I do want to also pick up on this. I think if you had the money tomorrow you would never be able to fill 70 teams of mental health workers. I've delivered health care and been responsible for getting services in rural and remote communities, and I think it is really tough in terms of HR manpower and getting people with the right skills. I always believed that to some degree the money is better spent in terms of recreation and capacity building.

To that end, first of all, I know that Dr. Beaudet talked about the mental health first aid program being adapted to first nations communities and rolled out. Is it being rolled out in 600 communities across the country, or 20 communities? To what degree has it been evaluated, and to what degree is it showing any kinds of results?

5:10 p.m.

President, Canadian Institutes of Health Research

Dr. Alain Beaudet

The answer is no, not to the 600 communities.

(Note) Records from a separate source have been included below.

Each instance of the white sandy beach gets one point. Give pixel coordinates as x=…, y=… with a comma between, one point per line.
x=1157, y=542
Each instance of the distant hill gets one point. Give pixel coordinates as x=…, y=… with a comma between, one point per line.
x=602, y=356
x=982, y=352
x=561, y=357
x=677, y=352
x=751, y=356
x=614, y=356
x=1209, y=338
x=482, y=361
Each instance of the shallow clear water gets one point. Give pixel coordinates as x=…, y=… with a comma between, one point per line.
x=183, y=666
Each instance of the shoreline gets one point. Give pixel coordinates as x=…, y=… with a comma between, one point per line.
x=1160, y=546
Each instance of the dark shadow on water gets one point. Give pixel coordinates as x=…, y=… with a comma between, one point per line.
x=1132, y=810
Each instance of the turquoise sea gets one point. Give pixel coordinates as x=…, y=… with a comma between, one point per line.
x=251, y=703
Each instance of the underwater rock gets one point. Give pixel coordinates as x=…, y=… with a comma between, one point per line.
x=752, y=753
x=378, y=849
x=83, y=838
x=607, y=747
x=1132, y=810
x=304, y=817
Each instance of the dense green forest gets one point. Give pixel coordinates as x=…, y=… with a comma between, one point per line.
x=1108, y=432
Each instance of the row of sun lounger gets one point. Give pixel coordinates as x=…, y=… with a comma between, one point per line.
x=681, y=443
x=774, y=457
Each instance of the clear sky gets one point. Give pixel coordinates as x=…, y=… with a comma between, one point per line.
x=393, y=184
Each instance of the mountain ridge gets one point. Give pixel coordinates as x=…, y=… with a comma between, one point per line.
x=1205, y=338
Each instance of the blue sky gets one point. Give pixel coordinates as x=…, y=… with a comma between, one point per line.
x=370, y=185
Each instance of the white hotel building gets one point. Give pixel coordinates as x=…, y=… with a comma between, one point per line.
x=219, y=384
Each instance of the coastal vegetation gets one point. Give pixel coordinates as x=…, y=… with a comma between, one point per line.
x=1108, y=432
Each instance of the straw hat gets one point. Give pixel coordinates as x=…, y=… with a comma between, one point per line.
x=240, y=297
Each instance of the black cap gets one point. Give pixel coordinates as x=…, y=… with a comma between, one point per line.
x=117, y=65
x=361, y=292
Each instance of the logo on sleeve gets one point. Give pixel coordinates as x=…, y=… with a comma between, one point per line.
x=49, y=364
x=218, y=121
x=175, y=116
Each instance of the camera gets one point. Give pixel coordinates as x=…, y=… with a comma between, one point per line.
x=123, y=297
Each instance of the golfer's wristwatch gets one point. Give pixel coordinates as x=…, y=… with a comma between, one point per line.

We are funding research, so our role is to demonstrate that an intervention is effective. Then our role is to work with our colleagues to ensure that the effective interventions are scaled up in a way that is appropriate for the various communities where they are being scaled up.

5:10 p.m.

Conservative

Cathy McLeod Conservative Kamloops—Thompson—Cariboo, BC

How many communities are you researching? The program was adapted—

5:10 p.m.

President, Canadian Institutes of Health Research

Dr. Alain Beaudet

It depends on the program, but I am thinking about one where there are—

5:10 p.m.

Conservative

Cathy McLeod Conservative Kamloops—Thompson—Cariboo, BC

This is the mental health first aid one.

5:10 p.m.

President, Canadian Institutes of Health Research

Dr. Alain Beaudet

—12 communities in one program, the same number. There are relatively small numbers of communities where the research is carried out.

Don't forget that, again, we support the research so we cannot support care, which often goes with implementation science to a very large scale.

5:10 p.m.

Conservative

Cathy McLeod Conservative Kamloops—Thompson—Cariboo, BC

Okay. My next question will to go Health Canada.

I've seen demonstration project, after research project, after primary health care project that is shown to be effective. Do you have a system whereby you can reallocate resources from things that aren't effective to.... Let's say, for example, this mental health first aid kit was showing amazing results. What kind of nimbleness and flexibility do you have to scale that kind of thing up?